How can I implement a CONSTRAINT that will only allow one occurrence of each (from) UserA (to) UserB relationship and (from) UserB (to) UserA relationship per user_id? Am I going about it the right way?
The SQL:
CREATE TABLE relationships (
relationship_id MEDIUMINT UNSIGNED NOT NULL AUTO_INCREMENT,
from_user_id MEDIUMINT UNSIGNED NOT NULL,
to_user_id MEDIUMINT UNSIGNED NOT NULL,
relationship_level DECIMAL(1,1) NOT NULL,
PRIMARY KEY (relationship_id),
FOREIGN KEY (from_user_id) REFERENCES users (user_id)
ON DELETE CASCADE ON UPDATE NO ACTION,
FOREIGN KEY (to_user_id) REFERENCES users (user_id)
ON DELETE CASCADE ON UPDATE NO ACTION,
CONSTRAINT from_to_relationship UNIQUE KEY (from_user_id, to_user_id),
CONSTRAINT to_from_relationship UNIQUE KEY (to_user_id, from_user_id),
INDEX relationship_from_to (relationship_id, from_user_id, to_user_id, relationship_level),
INDEX relationship_to_from (relationship_id, to_user_id, from_user_id, relationship_level)
) ENGINE=INNODB;
I hope someone can assist.
Upvotes: 3
Views: 1496
Reputation: 52107
Keep only one of these UNIQUE
constraints - there is no need to have both. When a row fails UNIQUE KEY (from_user_id, to_user_id)
it also fails UNIQUE KEY (to_user_id, from_user_id)
and vice versa, so they are logically equivalent. Even with only one UNIQUE
constraint, when trying to represent a relationship between Alice and Bob, you can have at most one {Alice, Bob} row, and at most one {Bob, Alice} row.

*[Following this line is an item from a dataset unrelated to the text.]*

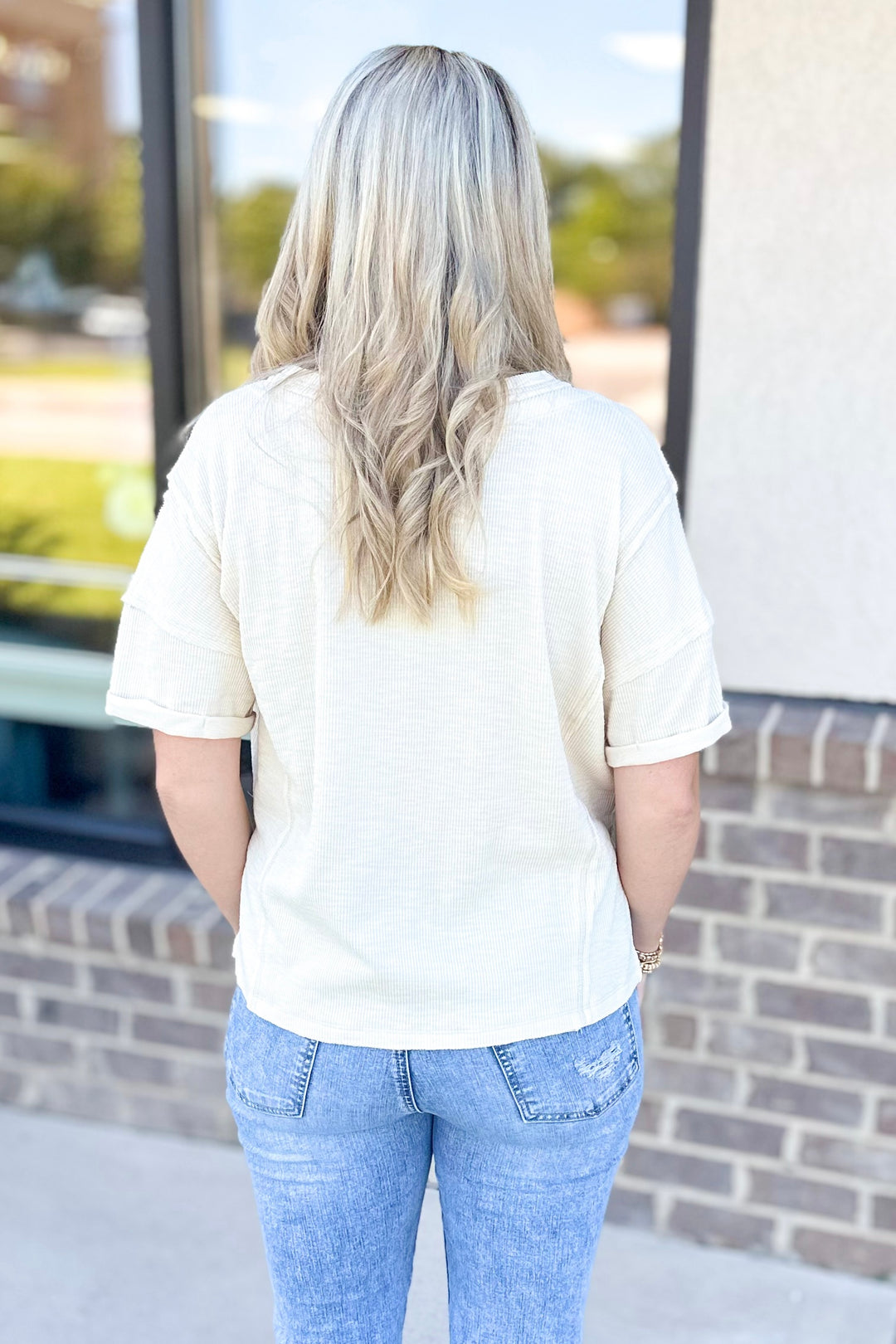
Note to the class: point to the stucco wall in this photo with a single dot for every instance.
(791, 489)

As for performance (i.e. traversing the relationship in both directions), you might want to consider indexing {from_user_id, to_user_id}
(for "forward" traversal) and/or {to_user_id, from_user_id}
(for "backward" traversal). You might even ditch the surrogate primary key (relationship_id
) and go for the natural PK, thus lowering the need for indexing (secondary indexes are expensive for clustered tables, see Understanding InnoDB clustered indexes, section "Disadvantages of clustering").
In my opinion, your table should look like this:
CREATE TABLE relationships (
from_user_id MEDIUMINT UNSIGNED NOT NULL,
to_user_id MEDIUMINT UNSIGNED NOT NULL,
relationship_level DECIMAL(1,1) NOT NULL,
PRIMARY KEY (from_user_id, to_user_id), -- InnoDB is clustered, so naturally "covers" relationship_level as well.
FOREIGN KEY (from_user_id) REFERENCES users (user_id) ON DELETE CASCADE ON UPDATE NO ACTION,
FOREIGN KEY (to_user_id) REFERENCES users (user_id) ON DELETE CASCADE ON UPDATE NO ACTION,
INDEX relationship_to_from (to_user_id, from_user_id, relationship_level) -- Including relationship_level may or may not be a good idea.
) ENGINE=INNODB;
NOTE: Whether you include relationship_level
in INDEX or not depends on whether you want index-only scan in "backward" direction as well. The "forward" direction is naturally covered by the PK (since InnoDB is clustered).